Market benchmarks plunged on Monday after China allowed its currency, the yuan, to fall to the lowest level against the U.S. dollar in over a decade. China's move is widely viewed by analysts as retaliation for President Trump's decision last week to impose new tariffs on $300 billion in imported Chinese goods, spurring fresh concern for a global economic slowdown, as the two countries appear far from resolving their ongoing trade war. As of 11 a.m. EDT, the Dow Jones Industrial Average (DJINDICES: ^DJI) was down 585 points to 25,900, and the S&P 500 (SNPINDEX: ^GSPC) had shed 64 points to 2,868.
Meanwhile, shares of Tyson Foods (NYSE: TSN) managed to buck today's downward pressure with the help of a solid quarterly report, and Cars.com (NYSE: CARS) fell hard after announcing the end of its strategic review without finding a buyer.
Tyson Foods' appetizing quarter
Shares of Tyson Foods gained 7.7% after the protein-centric food leader told investors its fiscal third-quarter 2019 sales grew 8.3% year over year to $10.89 billion, translating into a 2% decline in adjusted net income to $1.47 per share. Though Tyson's revenue was technically below analysts' estimates for closer to $11.05 billion, earnings arrived well above Wall Street's consensus models for $1.41 per share.
CEO Noel White said the results were roughly in line with internal targets, particularly as the prepared foods and beef segments more than offset mixed results from the chicken business.
But White also added Tyson Foods hasn't yet experienced the anticipated benefits of a recent African swine fever outbreak in China. Previously, he argued it would "offer significant upside" to not only the pork business given higher prices, but also its chicken and beef segments as consumers turn to substitute proteins.

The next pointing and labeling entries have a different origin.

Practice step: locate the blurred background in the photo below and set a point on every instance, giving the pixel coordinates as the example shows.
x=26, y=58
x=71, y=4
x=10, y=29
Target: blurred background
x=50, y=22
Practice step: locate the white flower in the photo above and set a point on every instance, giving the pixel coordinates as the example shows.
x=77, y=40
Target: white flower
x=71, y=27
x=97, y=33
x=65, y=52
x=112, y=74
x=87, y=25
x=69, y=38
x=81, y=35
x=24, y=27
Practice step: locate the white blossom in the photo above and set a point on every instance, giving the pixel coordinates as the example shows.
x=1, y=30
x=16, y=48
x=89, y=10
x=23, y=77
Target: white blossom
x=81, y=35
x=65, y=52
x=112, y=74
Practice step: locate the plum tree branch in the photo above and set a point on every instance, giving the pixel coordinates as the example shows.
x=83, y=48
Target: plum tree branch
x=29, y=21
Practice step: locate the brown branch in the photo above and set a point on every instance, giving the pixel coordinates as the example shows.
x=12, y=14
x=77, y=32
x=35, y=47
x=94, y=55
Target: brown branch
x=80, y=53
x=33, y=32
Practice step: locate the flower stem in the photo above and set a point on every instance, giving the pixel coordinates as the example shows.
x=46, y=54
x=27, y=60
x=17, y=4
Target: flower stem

"Given the magnitude of the losses in China's hog and pork supplies," White said today, "the impending impact on global protein supply and demand fundamentals is likely to be a multi-year event."

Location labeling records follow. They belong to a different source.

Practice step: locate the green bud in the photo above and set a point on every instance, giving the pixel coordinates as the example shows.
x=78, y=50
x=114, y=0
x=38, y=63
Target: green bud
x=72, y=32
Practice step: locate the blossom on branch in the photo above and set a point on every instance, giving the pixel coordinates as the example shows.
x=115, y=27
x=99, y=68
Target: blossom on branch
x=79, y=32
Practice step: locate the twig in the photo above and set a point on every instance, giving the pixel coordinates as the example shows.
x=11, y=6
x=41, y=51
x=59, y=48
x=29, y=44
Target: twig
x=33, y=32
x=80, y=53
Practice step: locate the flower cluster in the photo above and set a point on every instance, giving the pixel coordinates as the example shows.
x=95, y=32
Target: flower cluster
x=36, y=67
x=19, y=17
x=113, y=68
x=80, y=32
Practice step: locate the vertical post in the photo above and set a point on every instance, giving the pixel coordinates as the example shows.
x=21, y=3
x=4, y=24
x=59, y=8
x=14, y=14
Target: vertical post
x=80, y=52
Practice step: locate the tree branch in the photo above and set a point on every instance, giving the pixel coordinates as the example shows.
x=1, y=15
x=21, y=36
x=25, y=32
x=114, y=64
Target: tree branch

Cars.com can't find a buyer
Shares of Cars.com plummeted 33.4% after the online auto-sales platform revealed it has concluded its strategic review process "with no actionable bids for the company." As such, Cars.com says it's shifting its focus back to "executing its strategic plan as an independent public company."
For perspective, Cars.com initially announced its strategic review in January 2019. But shares first climbed on the hope of a juicy acquisition premium in July 2018, when The New York Post reported it had formally begun the process of searching for a buyer.
That's not to say there was a complete lack of interest; Cars.com said its official "process lasted ten months and involved 29 interested, prospective bidders." Nonetheless, it's discouraging that none of those dozens of bidders were willing to pay a high enough price to dissuade Cars.com from staying the course as a publicly traded business. It's hardly surprising to see some investors abandoning the stock in response.